Anyone who spends time with young people will know what a dominant force digital technology can be in their lives. The hours spent clicking and swiping, liking and emoting, can seem endless with the phone or tablet device an apparently constant fixture. But a survey conducted by the Headmasters’ and Headmistresses’ Conference (HMC) reveals that young people themselves may be less enamoured of the technology than their actions suggest.
According to the research, some 63 per cent of young people in state and independent schools wouldn’t mind if social media had never been invented, while 71 per cent admitted to undergoing ‘digital detoxes’ in an effort to wean themselves off the technology. Closer examination of the findings reveals why the respondents feel this way. More than half admitted to receiving abusive comments online, or said that social media makes them feel less confident about how they look, or how interesting their life is and 56 per cent said they feel on the edge of addiction to social media.
That makes for sobering reading if you work in education, especially in a boarding school environment. Parents devolve responsibility for their children’s welfare to boarding staff, trusting us to make wise judgements about their day-to-day lives in ways that are conducive to their flourishing.
Judging by the research on social media, and digital technology more widely, restricting access to screen time would seem to be a very good way to help young people to thrive – or at least to remove some obstacles to their wellbeing. In fact, the potential damage caused by over-exposure to digital media runs deeper still. A recent study at Sherborne Girls, in advance of launching a new policy on mobile phone use, highlighted a clear link between screen time and screen dependency and issues such as anxiety, depression, sleep deprivation and problems concentrating in class.
That is why I firmly believe young people have to learn the right habits regarding digital technology if they are to flourish. Boarding schools must take a lead in managing pupils’ engagement with technology, ensuring they strike an appropriate balance between realising its potential and mitigating its risks. The evidence is that each boarding school should shape their own approach to suit their respective students and the school ethos.
My instinct is that a wall of separation needs to exist between using digital devices for educational purposes and using them for pleasure or recreation. If a pupil wants to research a project using the internet or use the latest software to produce a stellar presentation for their next talk in assembly, schools should certainly ensure they have access to a suitable device.
Likewise, it is my view that pupils should be given some space to use the internet in the way they will undoubtedly do so as adults, albeit with appropriate controls: roaming from site to site, using search engines to follow their whims and discovering new things about the world around them. It is that serendipitous mode of enquiry that yields some of the most exciting moments, when a new connection is made, or some fascinating knowledge acquired.
Advice given to Sherborne Girls from the neuroscientist and psychologist Dr Aric Sigman indicated that a blanket ban on the use of digital technology during pupils’ downtime is not the way to encourage healthy habits. Far better to give them the opportunity to shape a school-wide policy that offers a balance between appropriate usage and periods of social media blackout, meaning they have a say in what constitutes the right degree of engagement. Our pupils were very mature in their response to this challenge.
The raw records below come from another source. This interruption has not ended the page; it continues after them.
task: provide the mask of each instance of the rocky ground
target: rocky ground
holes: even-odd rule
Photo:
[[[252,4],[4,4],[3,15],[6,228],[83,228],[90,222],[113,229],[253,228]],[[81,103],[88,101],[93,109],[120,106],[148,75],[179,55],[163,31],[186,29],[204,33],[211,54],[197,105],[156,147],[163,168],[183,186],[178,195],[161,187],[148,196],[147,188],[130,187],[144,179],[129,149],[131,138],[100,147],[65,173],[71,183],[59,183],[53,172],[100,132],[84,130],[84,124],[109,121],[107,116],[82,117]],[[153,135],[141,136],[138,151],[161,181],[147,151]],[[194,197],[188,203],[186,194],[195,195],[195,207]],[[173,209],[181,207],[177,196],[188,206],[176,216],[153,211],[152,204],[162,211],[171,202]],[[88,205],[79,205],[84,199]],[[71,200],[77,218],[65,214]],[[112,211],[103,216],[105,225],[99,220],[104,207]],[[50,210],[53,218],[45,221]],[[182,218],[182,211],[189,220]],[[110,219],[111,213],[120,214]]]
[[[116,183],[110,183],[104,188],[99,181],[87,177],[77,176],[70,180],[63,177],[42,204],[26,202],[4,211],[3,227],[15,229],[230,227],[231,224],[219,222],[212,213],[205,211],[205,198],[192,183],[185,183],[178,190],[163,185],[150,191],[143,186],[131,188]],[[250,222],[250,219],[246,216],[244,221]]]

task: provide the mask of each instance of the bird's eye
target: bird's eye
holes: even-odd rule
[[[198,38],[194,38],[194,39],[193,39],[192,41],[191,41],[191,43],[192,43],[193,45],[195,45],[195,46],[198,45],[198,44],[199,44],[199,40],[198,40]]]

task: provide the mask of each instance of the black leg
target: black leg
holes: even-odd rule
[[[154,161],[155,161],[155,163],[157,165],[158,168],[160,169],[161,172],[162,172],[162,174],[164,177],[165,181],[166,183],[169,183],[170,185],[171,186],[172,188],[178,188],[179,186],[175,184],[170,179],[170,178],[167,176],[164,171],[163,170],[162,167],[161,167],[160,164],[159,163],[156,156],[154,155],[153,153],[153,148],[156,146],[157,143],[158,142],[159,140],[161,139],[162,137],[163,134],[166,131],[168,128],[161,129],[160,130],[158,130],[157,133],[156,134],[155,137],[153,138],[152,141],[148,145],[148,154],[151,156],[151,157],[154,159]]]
Perhaps reflecting the insights of the HMC survey, most girls were pleased to agree a limit on social media use. Indeed, even though we have not extended our restrictions to the sixth form, many abide by them of their own volition, because they recognise their worth.
Introduced in 2017, our mobile technology policy requires pupils in the lower- and middle-school to leave their mobile phones in boarding houses during lessons and we block access to social media throughout the school day. The block is lifted during break times and in the evenings, but all devices are taken in an hour before bedtime and given out again at breakfast. This allows our students to have time in the evening to read, talk, play games and interact with each other face-to-face, before they go to bed.
By engaging with parents and pupils alike, and drawing insight from experts such as Dr Sigman, boarding schools can work effectively to develop a policy that is right for them. It is crucial to secure buy-in from everyone who the policy affects, and to be clear about the continued encouragement to engage with technology for academic purposes.
To thrive in the twenty-first century, our pupils need to be digital natives who can communicate using the very latest technology but no one wants their life to be dominated by a screen. By developing and adopting the right policies within the boarding environment, schools can set up the conditions for their pupils to thrive in a world of opportunity. Then they will understand that, as with all things, moderation is the key to appropriate consumption of the latest technology and boarding schools take their responsibility to support their students in this area very seriously.